When working with small spaces, lighter shades help open up the room. Natural lighting from a tiny window bounces off the white-painted walls and angled roof line to create a soft, calming appeal in a Victorian renovation in Toronto.
With wall-to-wall space at a minimum, consider building upward. In a 495-square-foot attic studio, a Swedish TV design star used concrete to build a sitting area under a stairway to his bedroom loft. He stacked cubed shelves in the make-shift reading nook, assuring every inch of space is utilized.
Just because it's an attic, doesn't mean its sloped ceiling has to stay. The architect of this Montreal renovation demolished the angled look by adding a raised ceiling with arched edges. The result is 13-foot-high ceilings that give more width to the bright, roomy live-work space.
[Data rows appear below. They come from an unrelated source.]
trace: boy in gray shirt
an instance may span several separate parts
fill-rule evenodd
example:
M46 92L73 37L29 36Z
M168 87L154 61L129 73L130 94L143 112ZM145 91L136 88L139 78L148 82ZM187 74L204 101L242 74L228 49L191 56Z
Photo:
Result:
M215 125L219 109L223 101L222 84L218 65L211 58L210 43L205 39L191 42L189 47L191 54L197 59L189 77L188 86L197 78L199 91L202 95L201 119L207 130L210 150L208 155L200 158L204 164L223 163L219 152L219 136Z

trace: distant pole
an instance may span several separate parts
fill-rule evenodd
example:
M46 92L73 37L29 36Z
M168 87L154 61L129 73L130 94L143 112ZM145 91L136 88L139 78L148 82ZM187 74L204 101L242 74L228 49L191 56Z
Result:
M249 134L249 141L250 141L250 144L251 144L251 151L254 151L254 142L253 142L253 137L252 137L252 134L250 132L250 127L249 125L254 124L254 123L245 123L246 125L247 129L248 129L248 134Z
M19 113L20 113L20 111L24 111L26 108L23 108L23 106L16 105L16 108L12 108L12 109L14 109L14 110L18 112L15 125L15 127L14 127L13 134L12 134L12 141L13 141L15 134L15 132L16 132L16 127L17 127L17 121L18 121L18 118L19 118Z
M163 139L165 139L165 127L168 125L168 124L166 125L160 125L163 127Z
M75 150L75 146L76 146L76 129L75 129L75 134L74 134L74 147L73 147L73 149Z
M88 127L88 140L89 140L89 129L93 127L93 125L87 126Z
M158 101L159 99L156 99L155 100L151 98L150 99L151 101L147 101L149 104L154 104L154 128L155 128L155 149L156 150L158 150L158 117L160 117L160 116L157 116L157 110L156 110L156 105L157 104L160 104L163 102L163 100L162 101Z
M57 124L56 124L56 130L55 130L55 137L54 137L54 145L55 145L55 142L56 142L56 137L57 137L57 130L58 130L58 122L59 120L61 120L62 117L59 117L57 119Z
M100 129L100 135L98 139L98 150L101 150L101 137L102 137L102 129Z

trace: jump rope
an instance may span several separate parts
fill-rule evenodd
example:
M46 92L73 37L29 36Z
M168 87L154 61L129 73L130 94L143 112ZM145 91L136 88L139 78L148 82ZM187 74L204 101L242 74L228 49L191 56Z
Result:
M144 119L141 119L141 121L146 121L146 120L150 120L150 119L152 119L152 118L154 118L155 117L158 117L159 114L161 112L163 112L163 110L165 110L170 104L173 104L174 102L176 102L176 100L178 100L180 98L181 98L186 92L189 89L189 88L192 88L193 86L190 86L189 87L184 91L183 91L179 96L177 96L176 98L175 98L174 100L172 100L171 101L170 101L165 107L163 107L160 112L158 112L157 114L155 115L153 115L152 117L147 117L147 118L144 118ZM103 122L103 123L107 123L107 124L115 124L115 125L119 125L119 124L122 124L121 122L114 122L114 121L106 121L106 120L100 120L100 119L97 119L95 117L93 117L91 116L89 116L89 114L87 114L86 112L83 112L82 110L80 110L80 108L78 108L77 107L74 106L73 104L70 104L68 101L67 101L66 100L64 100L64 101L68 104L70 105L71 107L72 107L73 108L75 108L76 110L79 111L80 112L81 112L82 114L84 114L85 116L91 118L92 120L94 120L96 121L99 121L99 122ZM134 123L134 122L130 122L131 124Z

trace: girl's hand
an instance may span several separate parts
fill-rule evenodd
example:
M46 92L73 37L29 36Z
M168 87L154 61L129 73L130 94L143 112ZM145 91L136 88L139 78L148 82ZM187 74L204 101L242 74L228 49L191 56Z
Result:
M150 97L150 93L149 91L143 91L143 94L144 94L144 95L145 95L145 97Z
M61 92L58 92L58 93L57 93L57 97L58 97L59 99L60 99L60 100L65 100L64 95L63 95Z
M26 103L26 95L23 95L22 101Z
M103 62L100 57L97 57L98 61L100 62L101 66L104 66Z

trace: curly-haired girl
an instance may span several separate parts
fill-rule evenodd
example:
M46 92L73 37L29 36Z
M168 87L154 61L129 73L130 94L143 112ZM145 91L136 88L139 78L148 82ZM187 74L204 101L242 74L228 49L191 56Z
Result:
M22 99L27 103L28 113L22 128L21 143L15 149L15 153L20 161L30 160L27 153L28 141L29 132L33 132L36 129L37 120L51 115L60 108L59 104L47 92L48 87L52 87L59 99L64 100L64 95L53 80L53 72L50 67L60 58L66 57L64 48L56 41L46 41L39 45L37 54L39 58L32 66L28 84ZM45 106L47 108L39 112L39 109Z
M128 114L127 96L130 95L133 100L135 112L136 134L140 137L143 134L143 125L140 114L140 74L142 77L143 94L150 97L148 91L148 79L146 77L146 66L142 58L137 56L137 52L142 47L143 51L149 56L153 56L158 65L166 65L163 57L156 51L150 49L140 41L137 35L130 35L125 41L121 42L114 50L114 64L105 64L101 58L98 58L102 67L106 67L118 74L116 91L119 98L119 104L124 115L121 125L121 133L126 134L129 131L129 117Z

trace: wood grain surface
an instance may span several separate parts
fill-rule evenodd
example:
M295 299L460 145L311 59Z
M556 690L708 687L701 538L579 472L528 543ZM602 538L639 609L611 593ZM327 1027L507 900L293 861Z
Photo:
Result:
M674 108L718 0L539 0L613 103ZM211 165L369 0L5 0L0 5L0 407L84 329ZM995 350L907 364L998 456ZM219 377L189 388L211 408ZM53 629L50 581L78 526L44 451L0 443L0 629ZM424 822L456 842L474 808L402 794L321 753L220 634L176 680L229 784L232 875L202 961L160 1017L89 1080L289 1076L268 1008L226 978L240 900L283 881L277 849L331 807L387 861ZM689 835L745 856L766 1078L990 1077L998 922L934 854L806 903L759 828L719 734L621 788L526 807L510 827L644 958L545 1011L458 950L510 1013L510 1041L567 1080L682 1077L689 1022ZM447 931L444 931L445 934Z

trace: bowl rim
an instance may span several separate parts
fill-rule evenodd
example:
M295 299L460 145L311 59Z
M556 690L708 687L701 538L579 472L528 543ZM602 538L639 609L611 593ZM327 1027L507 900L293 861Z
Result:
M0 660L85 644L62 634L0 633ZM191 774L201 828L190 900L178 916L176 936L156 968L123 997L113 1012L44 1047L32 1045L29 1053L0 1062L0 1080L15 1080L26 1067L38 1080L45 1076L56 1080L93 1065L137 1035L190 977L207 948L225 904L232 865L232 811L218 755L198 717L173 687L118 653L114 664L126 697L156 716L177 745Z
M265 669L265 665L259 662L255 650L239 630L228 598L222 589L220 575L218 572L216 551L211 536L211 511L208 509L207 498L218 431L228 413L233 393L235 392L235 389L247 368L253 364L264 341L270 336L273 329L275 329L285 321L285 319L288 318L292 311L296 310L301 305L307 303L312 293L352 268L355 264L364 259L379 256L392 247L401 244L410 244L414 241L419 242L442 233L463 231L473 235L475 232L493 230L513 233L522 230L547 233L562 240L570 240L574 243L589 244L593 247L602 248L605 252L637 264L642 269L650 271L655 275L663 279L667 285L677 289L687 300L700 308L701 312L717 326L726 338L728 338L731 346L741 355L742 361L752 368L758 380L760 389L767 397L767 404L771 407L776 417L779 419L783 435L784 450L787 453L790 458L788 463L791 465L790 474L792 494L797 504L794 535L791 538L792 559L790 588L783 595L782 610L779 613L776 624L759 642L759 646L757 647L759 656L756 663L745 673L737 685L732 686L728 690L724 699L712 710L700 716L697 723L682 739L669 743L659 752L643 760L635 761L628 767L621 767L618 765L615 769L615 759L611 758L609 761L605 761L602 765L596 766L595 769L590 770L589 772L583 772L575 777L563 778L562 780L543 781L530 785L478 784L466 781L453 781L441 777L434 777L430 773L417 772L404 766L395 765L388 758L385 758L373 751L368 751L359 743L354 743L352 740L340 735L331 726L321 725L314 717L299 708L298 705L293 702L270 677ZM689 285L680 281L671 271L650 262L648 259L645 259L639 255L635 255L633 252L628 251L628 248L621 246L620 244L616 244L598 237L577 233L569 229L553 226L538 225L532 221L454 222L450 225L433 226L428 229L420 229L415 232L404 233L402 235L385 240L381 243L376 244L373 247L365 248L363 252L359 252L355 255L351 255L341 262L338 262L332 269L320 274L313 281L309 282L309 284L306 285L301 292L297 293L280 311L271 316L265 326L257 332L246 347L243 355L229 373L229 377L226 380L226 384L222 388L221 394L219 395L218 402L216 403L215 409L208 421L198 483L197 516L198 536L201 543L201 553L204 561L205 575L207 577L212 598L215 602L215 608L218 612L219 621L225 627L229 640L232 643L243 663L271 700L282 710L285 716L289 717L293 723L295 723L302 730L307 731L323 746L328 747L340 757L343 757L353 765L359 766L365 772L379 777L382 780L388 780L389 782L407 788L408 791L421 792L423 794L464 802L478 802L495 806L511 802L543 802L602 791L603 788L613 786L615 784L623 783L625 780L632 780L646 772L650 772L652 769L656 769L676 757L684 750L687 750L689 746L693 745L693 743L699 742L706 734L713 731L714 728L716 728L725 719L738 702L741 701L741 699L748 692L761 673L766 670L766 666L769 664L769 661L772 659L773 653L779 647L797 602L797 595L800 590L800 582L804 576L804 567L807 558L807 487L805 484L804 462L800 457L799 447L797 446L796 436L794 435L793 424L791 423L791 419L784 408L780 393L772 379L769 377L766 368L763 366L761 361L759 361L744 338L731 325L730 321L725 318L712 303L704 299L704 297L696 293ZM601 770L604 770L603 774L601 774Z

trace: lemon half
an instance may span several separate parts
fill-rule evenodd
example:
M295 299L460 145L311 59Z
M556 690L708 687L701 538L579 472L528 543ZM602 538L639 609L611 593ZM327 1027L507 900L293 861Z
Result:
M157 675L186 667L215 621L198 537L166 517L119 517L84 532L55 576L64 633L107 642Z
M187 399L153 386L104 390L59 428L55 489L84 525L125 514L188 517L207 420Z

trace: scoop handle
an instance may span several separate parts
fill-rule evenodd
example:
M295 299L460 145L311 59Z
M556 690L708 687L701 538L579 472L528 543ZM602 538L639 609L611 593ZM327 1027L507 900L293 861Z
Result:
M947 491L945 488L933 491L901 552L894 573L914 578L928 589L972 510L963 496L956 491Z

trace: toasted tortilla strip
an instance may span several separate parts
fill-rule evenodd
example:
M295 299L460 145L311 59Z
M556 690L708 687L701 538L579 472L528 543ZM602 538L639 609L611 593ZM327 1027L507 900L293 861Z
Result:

Sloped ceilings tend to leave spaces that are too cramped for larger furnishings. In this eclectic Vancouver home, a short cabinet is tucked into the angled space where the ceiling meets the floor, to hold vintage stereo equipment, albums, and possibly a few old concert t-shirts behind the cabinet's doors.
Light Bamboo underfoot and a large skylight overhead lend to this 650-square-foot attic's spacious feel. Custom built-ins—fashioned from medium-density fiberboard with a white-lacquer finish—provide space-saving storage, while a floating wall, made of blackened-steel balustrade and walnut, divides the room without making it seem smaller.